When I was a kid, my favorite movie was Tombstone. Starring Kurt Russell as Wyatt Earp, the movie interprets the historical event that was the Gunfight at the O.K. Corral. It’s full of real-life lawmen, gamblers, and gunfighters, like Earp and his brothers-- Doc Holliday, and Frank and Tom McLaury, among others. I could quote every line, from every character, and I was particularly proud of my Doc Holliday impression.
Recently, while channel surfing on a lazy weekend afternoon, I caught a few minutes of Tombstone on AMC. I hadn’t seen it since the Clinton Administration, so I laughed at my ability to jump in and recite the dialogue along with the characters. It was still there, burned into my memory like the Pledge of Allegiance. My Doc Holliday impression had deteriorated, but maybe that’s for the best.

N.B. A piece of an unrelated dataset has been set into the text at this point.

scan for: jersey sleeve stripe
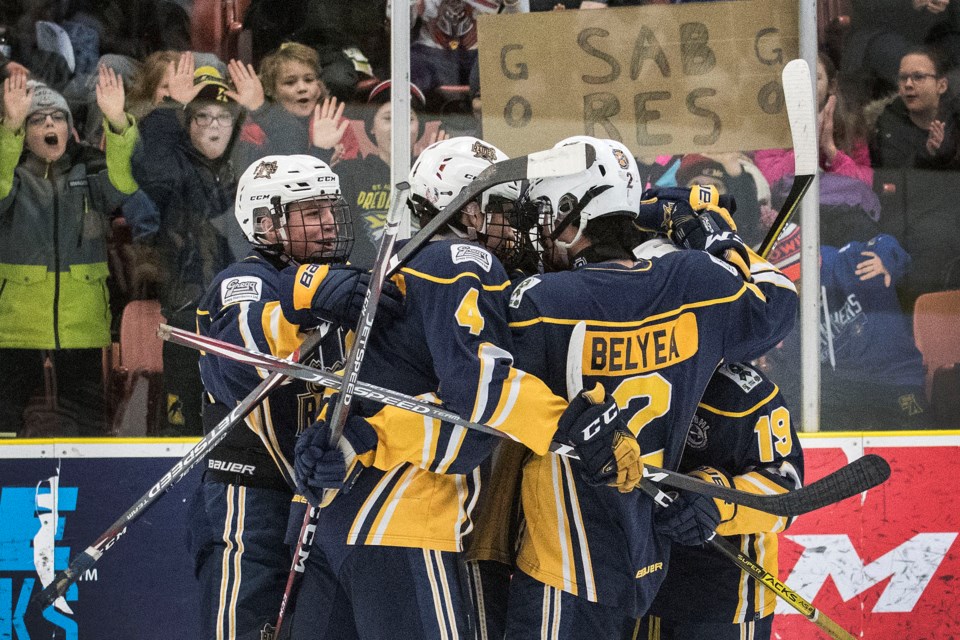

As fond of it as I am, I have to point out that Tombstone makes little mention of what is, inarguably, the most interesting fact about Wyatt Earp: He grew up in Iowa. Wyatt was born in Monmouth, Illinois, but he and his family lived in Pella from 1850 until 1864, when they left for California.
Devotees of Pella’s Tulip Time Festival likely know that not only is one of the Earp homes still standing today, it is open to visitors of Pella’s Historical Village. It’s a must-see for those who are interested in the history of Wyatt Earp and the Old West. To tour the Historical Village is to take a step back in time, and there’s plenty to see in addition to the Wyatt Earp House.
Here’s another tidbit of authentic character background that Tombstone doesn’t mention: Tom and Frank McLaury, killed by the Earps and Doc Holliday in the Gunfight at the O.K. Corral, also grew up in Iowa. The McLaury Brothers lived in Benton and Buchanan County for over 20 years before eventually settling down, permanently, in Tombstone’s Boothill Graveyard.
The McLaury Brothers aren’t the only “bad guys” with Iowa roots to be portrayed on screen. Ellis Albert “Al” Swearengen, born in Oskaloosa, is depicted as a villainous saloon owner in HBO’s Deadwood, and played—brilliantly—by Ian McShane. The character is so compelling that McShane won a Best Actor Golden Globe for the role. The real Al Swearengen died in Denver, but was brought back to Oskaloosa for his burial.
One last Old West character with an Iowa connection: William F. “Buffalo Bill” Cody, born in Le Claire in 1846. Cody held many occupations in his lifetime but was famous, in both the United States and Europe, as a Wild West showman. Another one of the “good guys,” Cody’s prominent place in the Old West Era is celebrated and documented at the Buffalo Bill Cody Homestead, in Princeton, and at the nearby Buffalo Bill Museum and River Pilots’ Pier in Le Claire. They are both interesting and inexpensive ways to get out and learn more about one of the Old West’s—and Iowa’s—most captivating figures.
Finally, it would be remiss of me not to note that the John Wayne Birthplace Museum, in Winterset, is yet another nod toward Iowa’s links to Old West culture. While not a real-life lawman, outlaw, or cowboy himself, Wayne had memorable movie roles in more than 80 Westerns. Not too shabby.